Il lève les bras vers le superbe plafonnier en verre bleuté.
— Comment pourrai-je vous renseigner ? C’est inouï ! On croit rêver !
— Partez pas dans les superlatifs, ou alors parlez en italien. La situation particulière nous oblige à employer un langage concis…
« Nous avons tout lieu de penser que le cadavre mis en boîte est celui de votre patron !
— Quoi !
— Hélas, oui !… Seulement il n’est pas venu tout seul dans ces boîtes. Or celles-ci ont été fermées à la machine. Conclusion : c’est à l’usine que s’est effectuée la mise en bière de Réveillon.
« Ce genre de travail a eu lieu à un moment où l’usine était vide, c’est-à-dire soit dimanche dernier, soit au cours d’une de ces dernières nuits… Et par quelqu’un qui avait les clés de la fabrique.
Ventru, qui était déjà très vert, devient plus vert qu’une prairie au printemps.
— Vous… Vous…, bégaie-t-il.
— Nous quoi ?
— Vous ne me soupçonnez pas, je suppose ?
Là-dessus, avant que j’aie fait une réponse ambiguë à cette question précise, le mec Béru entre en action. V’là un bout de moment que ça le démangeait. Il s’approche de Ventru et lui place une double mandale dans la frime. La tronche du diro valse à droite et à gauche. Comment qu’il reprend des couleurs !
— Je veux qu’on te soupçonne, ordure ! affirme Bérurier avec force. Y a qu’à voir ta tronche de faux sacristain pour piger ! T’as une gueule de lézard… T’es tout vert… T’es…
J’écarte mon guerrier d’un revers.
— Du calme, Gros ! Jusqu’à preuve du contraire, monsieur est témoin !
— Raconte pas de conneries ! brame le gros Béru, très lancé. Des témoins comme ça, on en guillotine tous les matins entre cinq et six !
L’image à l’emporte-pièce arrache un hurlement au Ventru.
— Non ! Non ! hurle-t-il. Je suis innocent ! Je le jure ! Jamais je…
Pinaud, qui a aperçu un flacon de prunelle sur une desserte, se verse un petit verre qu’il déguste avec des mines de vieille chatte ayant la pelade.
— Monsieur Ventru, fais-je, chiquant à l’âme tendre, on ne va pas se laisser emporter par nos élans du cœur, les uns et les autres, car ça ferait du vilain. Vous avez intérêt à nous dire gentiment tout ce que vous savez, même si c’est très grave.

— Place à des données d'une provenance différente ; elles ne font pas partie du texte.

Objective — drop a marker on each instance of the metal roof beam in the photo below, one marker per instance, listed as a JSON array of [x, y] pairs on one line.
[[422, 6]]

Vous ne devez pas ignorer que pour la loi, la façon dont on cherche à se débarrasser d’un cadavre, aussi horrible soit-elle, n’est pas une circonstance aggravante. Laissez-moi arranger votre cas et vous vous en tirerez le mieux du monde !
Je m’arrête avant de lui promettre un séjour à la villa Médicis et une croisière aux îles Hawaï, entraîné par mon lyrisme.
Ventru joint ses deux mains. Son crâne en forme de suppositoire d’occasion brille de plus en plus. Des gouttes de sueur coulent dessus. On dirait que son pain de sucre est en train de fondre. Un œuf de Pâques exposé au soleil !
— Monsieur le commissaire, récite-t-il avec ferveur, je jure sur la vie de mon enfant que je suis non seulement innocent du crime monstrueux dont vous m’accusez, mais encore que j’ignore tout, TOUT ! de l’affaire.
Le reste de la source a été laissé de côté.